4 thoughts on “Remixing

  1. I’ve been thinking about the point you raise in (2) recently as well — motivated mostly by my own interests as a reader/listener. I quite enjoy listening to cover versions of songs and hearing how the artist makes the song her own, but I don’t have much interest in reading most fan fiction, although I recognize that fan fiction authors are often motivated by the same sorts of creative impulses.

    I’m still trying to figure out why this is, but perhaps one reason is that I (perhaps inaccurately) experience many covers as transformative but experience much fan fiction as additive. So I judge a cover by its difference from the original, while I judge fan fiction by how similar it is to the original. Conversely, a cover that is too similar to the original is, to me, not particularly interesting, while fan fiction that is too distinct from the original feels more like an unrelated work (and so is assessed like any other unrelated work).

    In both instances, I guess I’m looking for a work that reveals something about the original I hadn’t previously considered — that a song has good bone structure and thus is readily adaptable (“Smells Like Teen Spirit” makes a fine swing number) or the underlying motivations/emotions of a book/film/television show’s characters (The Wind Done Gone).

    Will ponder more . . . .

  2. Hi Laura — thanks for the thoughts. I agree there’s something different about covers. I think it has to do with the inherent repetition in music — like if you like a song, you listen to it repeatedly, then go to a concert and expect to hear that song again, and most of the song is repeating a chorus or a chord progression, etc. So there’s something about music that lends itself to large amounts of copying with small variations. (In a way, that is music.)

    Whereas I read most fiction once, and only a few books repeatedly. Narratives are, for most readers, I think, about discovering characters, events, settings, etc. The first reading is usually the best experience and repetition isn’t part of the medium’s form.

    So I think that plays into how “remixing” works — playing a song again seems to be in the nature of a song, whereas writing another Twilight story seems, like you say, additive.

    I wonder, though, to what extent we have learned this approach to stories from the form of books, which are expensive commodities governed by copyright law. In folk culture, I think stories were/are much more like music.

  3. Interesting discussion. A cover is going over the same material in a different way, whereas most fan fiction is not, it’s typically a different story told in the same universe, perhaps with the same characters. It’s a little hard for me to compare these though since most covers I hear are done by professionals; I don’t read a lot of fan fiction because most of it is awful writing, and I don’t have time to sift for the good stuff. So maybe a better comparison is the “reboot” or modern adaptation of an old series or film or video game. Some of those are pretty good, e.g. Spiderman and Battlestar Galactica and various iterations of Yojimbo, the Four Feathers, Sherlock Holmes, the War of the Worlds, Superman, and Invasion of the Body Snatchers, just to pick a few that popped into my head; of course some fail to update well or are poorly written (Manchurian Candidate, Bionic Woman). And of course there’s the phenomenon of Shakespeare plays, Gilbert & Sullivan, Broadway musicals, etc.; I’ve probably seen 5 or 6 different versions of “Hamlet” alone.

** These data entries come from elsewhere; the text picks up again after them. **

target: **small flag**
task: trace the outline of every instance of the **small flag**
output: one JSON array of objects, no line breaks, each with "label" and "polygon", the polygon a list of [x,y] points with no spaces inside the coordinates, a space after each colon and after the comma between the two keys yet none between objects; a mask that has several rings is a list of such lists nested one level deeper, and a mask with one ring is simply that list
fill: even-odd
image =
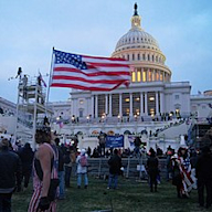
[{"label": "small flag", "polygon": [[53,51],[50,86],[85,91],[112,91],[130,82],[129,62],[124,59],[95,57]]}]

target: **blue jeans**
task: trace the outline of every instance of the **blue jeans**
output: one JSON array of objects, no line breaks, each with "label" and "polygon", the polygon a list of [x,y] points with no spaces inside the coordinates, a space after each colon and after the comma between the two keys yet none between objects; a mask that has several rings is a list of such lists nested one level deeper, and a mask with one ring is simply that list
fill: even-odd
[{"label": "blue jeans", "polygon": [[65,167],[65,187],[70,187],[70,179],[71,179],[71,173],[72,173],[72,167]]},{"label": "blue jeans", "polygon": [[0,212],[11,212],[12,193],[0,193]]},{"label": "blue jeans", "polygon": [[112,183],[114,182],[114,189],[117,188],[117,183],[118,183],[118,174],[112,174],[109,173],[109,181],[108,181],[108,187],[112,188]]},{"label": "blue jeans", "polygon": [[60,194],[59,198],[64,198],[65,197],[65,188],[64,188],[64,171],[59,171],[59,180],[60,180]]},{"label": "blue jeans", "polygon": [[84,176],[84,184],[88,186],[87,173],[78,173],[77,174],[77,186],[81,187],[82,176]]}]

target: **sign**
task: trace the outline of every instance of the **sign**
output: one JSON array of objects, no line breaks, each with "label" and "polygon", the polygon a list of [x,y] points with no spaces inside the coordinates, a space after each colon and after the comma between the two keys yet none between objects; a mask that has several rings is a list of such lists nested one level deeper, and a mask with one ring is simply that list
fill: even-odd
[{"label": "sign", "polygon": [[124,136],[107,136],[106,147],[107,148],[124,147]]}]

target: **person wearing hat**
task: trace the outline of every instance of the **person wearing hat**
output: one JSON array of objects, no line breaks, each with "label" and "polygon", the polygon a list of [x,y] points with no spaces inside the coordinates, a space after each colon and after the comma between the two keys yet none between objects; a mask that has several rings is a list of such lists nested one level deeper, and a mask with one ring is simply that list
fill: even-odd
[{"label": "person wearing hat", "polygon": [[9,151],[9,140],[0,141],[0,211],[11,211],[13,191],[21,191],[21,160]]}]

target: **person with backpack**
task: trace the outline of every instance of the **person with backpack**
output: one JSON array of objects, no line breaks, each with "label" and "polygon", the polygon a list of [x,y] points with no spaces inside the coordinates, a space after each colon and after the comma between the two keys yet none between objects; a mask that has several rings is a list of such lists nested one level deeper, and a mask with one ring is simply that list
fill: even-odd
[{"label": "person with backpack", "polygon": [[76,158],[77,163],[77,188],[81,189],[82,176],[84,176],[84,188],[87,189],[87,153],[85,149],[81,150],[81,153]]},{"label": "person with backpack", "polygon": [[60,145],[60,138],[54,139],[57,151],[59,151],[59,180],[60,180],[60,192],[59,192],[59,200],[65,199],[65,187],[64,187],[64,158],[63,158],[63,151]]},{"label": "person with backpack", "polygon": [[72,176],[72,167],[76,161],[76,153],[74,147],[66,148],[64,153],[64,167],[65,167],[65,187],[70,188],[70,179]]}]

  4. So Hamlet is a play, and for plays each performance is a “reboot” or “cover” of sorts. It’s interesting, though, that recordings of musicals sometimes highlight that they feature the “original cast.”

    Professional “reboots” of old movies are abounding now, just because I think the money in Hollywood prefers the safe bet over the risk. (Apparently, superhero blockbusters are the current safe bet?)

    But I’m mostly interested in the line between the awful writing you mention in fan fiction and the stuff that isn’t quite so awful. I think a lot of amateur work (incl. fan fiction) is pretty “bad” in that it isn’t polished, but I’m interested in understanding exactly what that means and the spectrum between that sort of bad and the bad of most of todays movie/television, which is also bad, imho, but “professionally” bad in a more polished way.